Portanto, as publicações do impetrante não se referem à consulta ou a procedimentos médicos. O profissional traz considerações, estudos e opiniões, fundamentado em sua liberdade para se manifestar e compartilhar sua vida privada, bem como para exercer seus outros ofícios que, portanto, não são de competência do Conselho.
A Ciência não pode ser vista como uma verdade imutável pronta e acabada. Aliás, a Humanidade só chegou ao estado atual de seu avanço científico porque estudos e discussões são constantemente contrapostos a outros estudos e discussões.
De fato, a circunstância de o apelante ser médico e inclusive exercer tal profissão, não o impede de expressar-se livremente acerca de temas que não estejam previstos expressamente em lei como privativos da profissão de médico e, neste caso, sob fiscalização dos Conselhos Federal e Regional de Medicina.
Admitir-se o contrário seria, p. ex., concordar que um contador fosse punido e mesmo investigado por seu Conselho Profissional, ao emitir opinião pessoal sobre uma lei de trânsito; um arquiteto punido e mesmo investigado também por seu Conselho Profissional por emitir opinião sobre direito do consumidor (que são matérias estranhas as suas lides diárias mas nem por isso retiram-lhe a garantia constitucional de como cidadãos opinarem sobre elas), o que, como se sabe, não se coaduna com o ordenamento jurídico pátrio, no qual vige o Princípio da Legalidade, de forma que é permitido ao particular fazer tudo que não esteja proibido em lei (de outra banda, o mesmo Princípio da Legalidade, agora aplicado à Administração Pública, da qual os Conselhos Profissionais são também expressão, veda que se faça algo não previsto em Lei, no caso a legislação atinente ao exercício da Medicina, ao alcançar atos estranhos à profissão).
Cumpre salientar que a profissão de médico não se assemelha a de juízes e promotores de justiça, que possuem restrições de ordem constitucional e em leis complementares sobre a emissão de opiniões, visando preservar sua atuação profissional com independência e imparcialidade em nome do Estado, as quais, entretanto, não se aplicam a profissionais liberais como é o caso do autor.

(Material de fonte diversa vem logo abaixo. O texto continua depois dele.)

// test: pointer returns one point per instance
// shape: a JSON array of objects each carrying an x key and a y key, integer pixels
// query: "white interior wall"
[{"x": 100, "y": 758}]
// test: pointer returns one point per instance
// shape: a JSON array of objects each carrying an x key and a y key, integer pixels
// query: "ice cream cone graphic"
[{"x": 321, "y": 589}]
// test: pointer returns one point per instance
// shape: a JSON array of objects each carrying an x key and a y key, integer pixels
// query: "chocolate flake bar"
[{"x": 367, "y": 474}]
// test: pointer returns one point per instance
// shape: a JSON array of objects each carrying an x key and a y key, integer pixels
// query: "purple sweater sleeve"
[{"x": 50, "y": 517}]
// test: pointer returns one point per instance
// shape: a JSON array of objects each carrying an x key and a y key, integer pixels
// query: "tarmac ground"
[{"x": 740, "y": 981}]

Assim, de qualquer ângulo que se analise a questão, não restam dúvidas de que não cabe ao Conselho promover ingerências junto à vida privada e profissional do impetrante, sem que exista nenhuma base legal ou regulamentar para isso.

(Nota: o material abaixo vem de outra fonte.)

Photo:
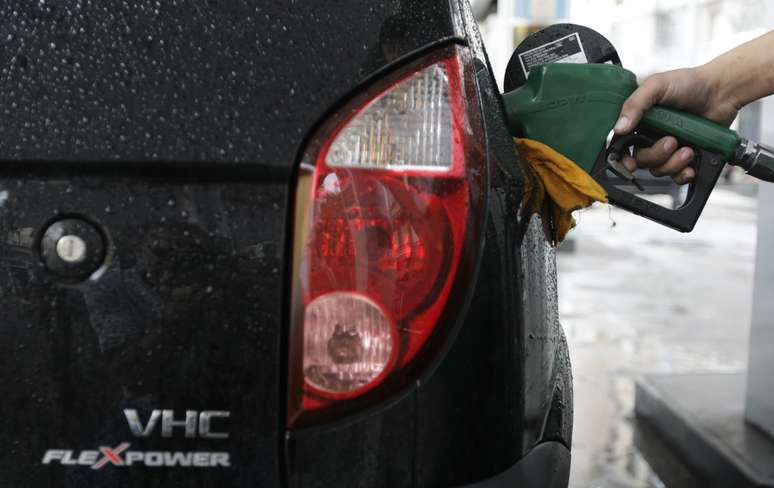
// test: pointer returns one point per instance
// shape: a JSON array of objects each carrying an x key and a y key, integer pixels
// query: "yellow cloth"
[{"x": 569, "y": 188}]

Neste contexto, o parecer é pelo provimento do pedido, a fim de que seja garantido ao impetrante a liberdade de expressão em qualquer meio em temas alheios às atividades previstas em lei como privativas de médico, sujeitando-se, se for ao caso à legislação civil e/ou criminal aplicável a qualquer cidadão após o devido e regular processo judicial.
3. Diante do exposto, o Ministério Público Federal opina pelo parcial provimento da apelação.
Frente ao panorama, é de ser dado parcial provimento à apelação, assegurando a liberdade de expressão em relação a outras profissões exercidas pelo impetrante, que não se encontrem abrangidas pela competência fiscalizadora do Conselho de Medicina, sujeitando-se, se for o caso, à legislação civil e/ou criminal aplicável a qualquer cidadão após o devido e regular processo judicial.
Ante o exposto, voto por dar parcial provimento à apelação, para conceder, em parte, a segurança, nos termos da fundamentação.